You can check out Monica's blog by clicking on the squirrel button. Sorry for the serious plagiarism, but I just loved this list!!! (besides, cut and paste exist for a reason...)
» 40 Things That You'd Like to Say Out Loud At Work:
1- I can see your point, but I still think you're full of s*%$
2- I don't know what your problem is, but I'll bet it's hard to pronounce
3- How about never? Is never good for you?
4- I see you've set aside this special time to humiliate yourself in public
5- I'm really easy to get along with once you people learn to see it my way
6- I'll try being nicer if you'll try being smarter
7- I'm out of my mind, but feel free to leave a message
8- I don't work here. I'm a consultant
9- It sounds like English, but I can't understand a d#@% word you're saying
10- Ahhh...I see the screw-up fairy has visited us again
11- I like you. You remind me of myself when I was young and stupid
12- You are validating my inherent mistrust of strangers
13- I have plenty of talent and vision. I just don't give a d!$@
14- I'm already visualizing the duct tape over your mouth
15- I will always cherish the initial misconceptions I had about you
16- Thank you. We're all refreshed and challenged by your unique point of view
17- The fact that no one understands you doesn't mean you're an artist
18- Any connection between your reality and mine is purely coincidental
19- What am I? Flypaper for freaks???
20- I'm not being rude. You're just insignificant.

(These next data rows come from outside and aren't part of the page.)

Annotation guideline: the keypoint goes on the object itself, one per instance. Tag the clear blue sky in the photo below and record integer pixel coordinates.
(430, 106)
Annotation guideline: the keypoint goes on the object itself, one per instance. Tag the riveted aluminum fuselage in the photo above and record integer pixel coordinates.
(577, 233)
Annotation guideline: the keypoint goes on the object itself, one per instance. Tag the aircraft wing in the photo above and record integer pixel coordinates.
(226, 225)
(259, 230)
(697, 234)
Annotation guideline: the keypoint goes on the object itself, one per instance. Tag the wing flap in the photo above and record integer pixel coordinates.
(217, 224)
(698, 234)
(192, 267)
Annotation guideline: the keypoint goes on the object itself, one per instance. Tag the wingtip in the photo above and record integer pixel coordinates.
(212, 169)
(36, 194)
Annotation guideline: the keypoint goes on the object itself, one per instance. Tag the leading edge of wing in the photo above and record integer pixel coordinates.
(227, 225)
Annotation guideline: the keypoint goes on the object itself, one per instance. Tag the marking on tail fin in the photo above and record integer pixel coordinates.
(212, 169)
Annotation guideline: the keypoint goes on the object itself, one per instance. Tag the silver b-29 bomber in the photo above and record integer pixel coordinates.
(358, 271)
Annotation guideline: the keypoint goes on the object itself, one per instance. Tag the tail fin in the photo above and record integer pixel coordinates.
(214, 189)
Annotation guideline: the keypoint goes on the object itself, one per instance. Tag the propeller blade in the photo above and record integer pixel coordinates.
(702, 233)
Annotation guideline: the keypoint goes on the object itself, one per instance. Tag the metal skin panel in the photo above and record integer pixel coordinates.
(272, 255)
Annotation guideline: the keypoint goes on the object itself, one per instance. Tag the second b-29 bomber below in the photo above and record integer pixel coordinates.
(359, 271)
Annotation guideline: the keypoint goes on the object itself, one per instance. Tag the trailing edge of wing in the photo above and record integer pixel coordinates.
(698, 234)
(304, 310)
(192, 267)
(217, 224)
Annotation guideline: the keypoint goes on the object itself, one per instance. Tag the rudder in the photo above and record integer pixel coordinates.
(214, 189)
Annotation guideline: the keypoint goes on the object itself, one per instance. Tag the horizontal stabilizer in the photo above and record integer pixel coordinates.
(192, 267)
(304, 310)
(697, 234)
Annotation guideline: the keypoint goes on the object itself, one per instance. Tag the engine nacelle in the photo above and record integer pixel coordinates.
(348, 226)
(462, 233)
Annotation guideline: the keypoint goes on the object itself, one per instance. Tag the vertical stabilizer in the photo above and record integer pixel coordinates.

21- It's a thankless job, but I've got a lot of Karma to burn off
22- Yes, I am an agent of Satan, but my duties are largely ceremonial
23- And your crybaby whiny-a$$ opinion would be...?
24- Do I look like a people person?
25- This isn't an office. It's H@## with fluorescent lighting
26- I started out with nothing and I still have most of it left
27- Sarcasm is just one more service we offer
28- If I throw a stick, will you leave?
29- Errors have been made. Others will be blamed
30- Whatever kind of look you were going for, you missed
31- I'm trying to imagine you with a personality
32- A cubicle is just a padded cell without a door
33- Can I trade this job for what's behind door #1?
34- Too many freaks, not enough circuses
35- Nice perfume. Must you marinate in it?
36- Chaos, panic, and disorder - my work here is done
37- How do I set a laser printer to stun?
38- I thought I wanted a career. Turns out I just wanted a salary
39- Who lit the fuse on your tampon?
40- Oh, I get it...like humor...but different...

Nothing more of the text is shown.